Gotejamento na irrigação e polinização por diferentes espécies de abelhas melhora a qualidade do morango
A presença de uma diversidade de abelhas nas flores do morangueiro melhora a produtividade, a qualidade e até aumenta a durabilidade da fruta. Estudos demonstram que morangos polinizados por diferentes espécies desses insetos são mais pesados, apresentam menos deformações, coloração vermelha mais intensa e atingem grades de classificação comercial mais elevadas. Eles também são mais firmes e apresentam maior tempo de prateleira.
Ao reunir essas informações geradas no Brasil e no mundo, a pesquisadora Katia Braga, da Embrapa Meio Ambiente (SP), elaborou um comunicado técnico para explicar a produtores e técnicos agrícolas a importância desses polinizadores e como mantê-los na lavoura. Para favorecer a abundância e a diversidade de abelhas na cultura, ao longo da florada, a cientista recomenda cultivar o morangueiro próximo à vegetação natural, restaurar e diversificar áreas de florestas próximas, além de realizar a limpeza das plantas, tornando suas flores mais visíveis e acessíveis aos polinizadores.
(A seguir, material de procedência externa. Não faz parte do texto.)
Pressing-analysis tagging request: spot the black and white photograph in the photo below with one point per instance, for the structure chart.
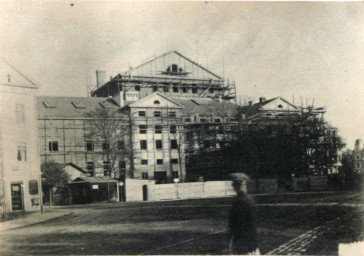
(181, 128)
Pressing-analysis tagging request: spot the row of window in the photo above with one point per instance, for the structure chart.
(175, 89)
(159, 161)
(157, 129)
(90, 146)
(33, 187)
(158, 144)
(160, 176)
(157, 113)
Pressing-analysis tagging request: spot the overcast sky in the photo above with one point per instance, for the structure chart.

“Para a irrigação da lavoura, deve-se adotar um método que não interfira na atratividade da florada, como o gotejamento, já que a aspersão remove o néctar e o pólen, que são recursos coletados pelas abelhas. Se [a irrigação] for mesmo necessária, deverá ser feita somente após as 14 horas, quando o número de abelhas nas flores começa a diminuir”, recomenda a pesquisadora. Para o controle fitossanitário, a cientista aconselha empregar o manejo integrado de pragas (MIP) e o controle biológico, pois o controle químico pode matar as abelhas, caso dos inseticidas, afetar sua capacidade de voo, enfraquece seu sistema imunológico e, ainda, pode repelir esses insetos.
Braga pesquisou, durante seu doutorado, o efeito de várias espécies de abelhas na cultura do morango. Entre as conclusões da pesquisa, a cientista percebeu que algumas espécies tiveram efeitos complementares nas cultivares analisadas. “Cada uma distribuiu o pólen em diferentes regiões do receptáculo floral (miolo da flor), completando a polinização uma da outra; essa complementação é importante, pois o peso do morango é proporcional ao número de pistilos (estruturas femininas) em que ocorreu a fecundação, processo que depende da polinização”, detalha a pesquisadora. Ela explica que nas regiões não fecundadas ocorre uma deformação, formada de uma a várias cavidades ou depressões no fruto. E quanto maior a flor, maior será a dependência da polinização por abelhas. Por isso, são os morangos grandes que apresentam deformações com maior frequência.